Today, in Oxfordshire, Davey will make his mission clear – “to replace the Conservatives as the party of Middle England”. Local elections held in Devon, Gloucestershire, Hertfordshire and Shropshire offer fertile territory for the Lib Dems (who aim to become the second party of local government). Strategists speak of “Project 312” – the number of councillors held by the Tories in seats they lost or narrowly won at the general election.
For the Lib Dems, this represents a distinctive choice. The last time Labour was in government, they positioned themselves to the party’s left – opposing the Iraq War, campaigning against university tuition fees and backing higher taxes (such as a 50p rate on income). This time, aides emphasise, they have no intention of doing the same.
Davey’s regular condemnation of Donald Trump, for instance, is consciously framed as “patriotic” – think Hugh Grant in Love Actually rather than Jeremy Corbyn at a Stop the War rally. The Lib Dems oppose Labour’s imposition of VAT on private schools – a stance that aligns them with affluent “Blue Wall” voters – and its extension of inheritance tax to large farms. They favour a new customs union with the EU but nothing as radical as a second referendum (West Country voters are sturdily Eurosceptic).
In their quest to become the natural home of the centre right, the Lib Dems have an unlikely ally: the leader of the Conservative Party. During a recent hour-long interview with the aspirant philosopher Jordan Peterson, Kemi Badenoch derided a “typical Liberal Democrat” as someone who is “good at fixing their church roof and – you know – people in the community like them: ‘Oh, he fixed the church roof, you should be a Member of Parliament.’”
It was the kind of comment that makes you question whether Badenoch has any acquaintance with the Conservatives’ traditional base. The Blue Wall is a land, as John Major once put it, of “long shadows on county [cricket] grounds, warm beer, invincible green suburbs, dog lovers” and, one could add, of village fundraisers to fix the church roof. But Badenoch, too often trapped in an online filter bubble, has little feel for the Burkeans who cherish all of this. Though the Conservatives lost 12 times as many seats to the Lib Dems (60) as to Reform (five), she obsesses over the latter and ignores or insults the former.

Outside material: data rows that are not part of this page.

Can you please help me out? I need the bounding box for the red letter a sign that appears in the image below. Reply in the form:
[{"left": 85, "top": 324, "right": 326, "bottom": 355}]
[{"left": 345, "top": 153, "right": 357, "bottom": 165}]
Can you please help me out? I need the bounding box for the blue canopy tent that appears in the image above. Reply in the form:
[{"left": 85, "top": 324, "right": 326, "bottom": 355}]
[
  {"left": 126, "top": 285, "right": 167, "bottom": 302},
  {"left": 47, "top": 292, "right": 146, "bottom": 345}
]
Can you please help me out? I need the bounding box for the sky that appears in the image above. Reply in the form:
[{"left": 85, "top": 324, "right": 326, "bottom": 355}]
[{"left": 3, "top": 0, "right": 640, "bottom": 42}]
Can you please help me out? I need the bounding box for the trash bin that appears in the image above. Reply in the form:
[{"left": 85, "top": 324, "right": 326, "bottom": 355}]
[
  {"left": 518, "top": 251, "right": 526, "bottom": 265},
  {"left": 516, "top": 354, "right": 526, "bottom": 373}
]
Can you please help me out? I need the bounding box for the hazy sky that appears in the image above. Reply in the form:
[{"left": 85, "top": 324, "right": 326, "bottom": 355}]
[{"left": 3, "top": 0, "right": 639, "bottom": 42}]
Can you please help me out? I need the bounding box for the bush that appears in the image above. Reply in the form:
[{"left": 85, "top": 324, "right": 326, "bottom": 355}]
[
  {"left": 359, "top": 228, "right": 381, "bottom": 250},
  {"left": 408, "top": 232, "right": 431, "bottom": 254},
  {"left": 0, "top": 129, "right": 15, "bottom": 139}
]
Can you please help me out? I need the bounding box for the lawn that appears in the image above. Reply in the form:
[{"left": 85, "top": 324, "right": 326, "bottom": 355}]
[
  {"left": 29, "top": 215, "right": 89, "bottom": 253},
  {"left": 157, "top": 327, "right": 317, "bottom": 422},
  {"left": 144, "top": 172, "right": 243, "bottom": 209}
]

Such complacency could prove fatal. At the last election, the Blue Wall was battered rather than toppled – but it could be next time. Of the Lib Dems’ 30 notional target seats, all but four are held by the Tories (and would fall with a swing of 8.8 points). Though it is Nigel Farage’s Reform that is routinely cast as an existential threat to the Tories, this may be even more true of the Lib Dems. For if the Conservatives permanently concede southern England to Davey, they will not only have lost their heartland – they will have lost their soul.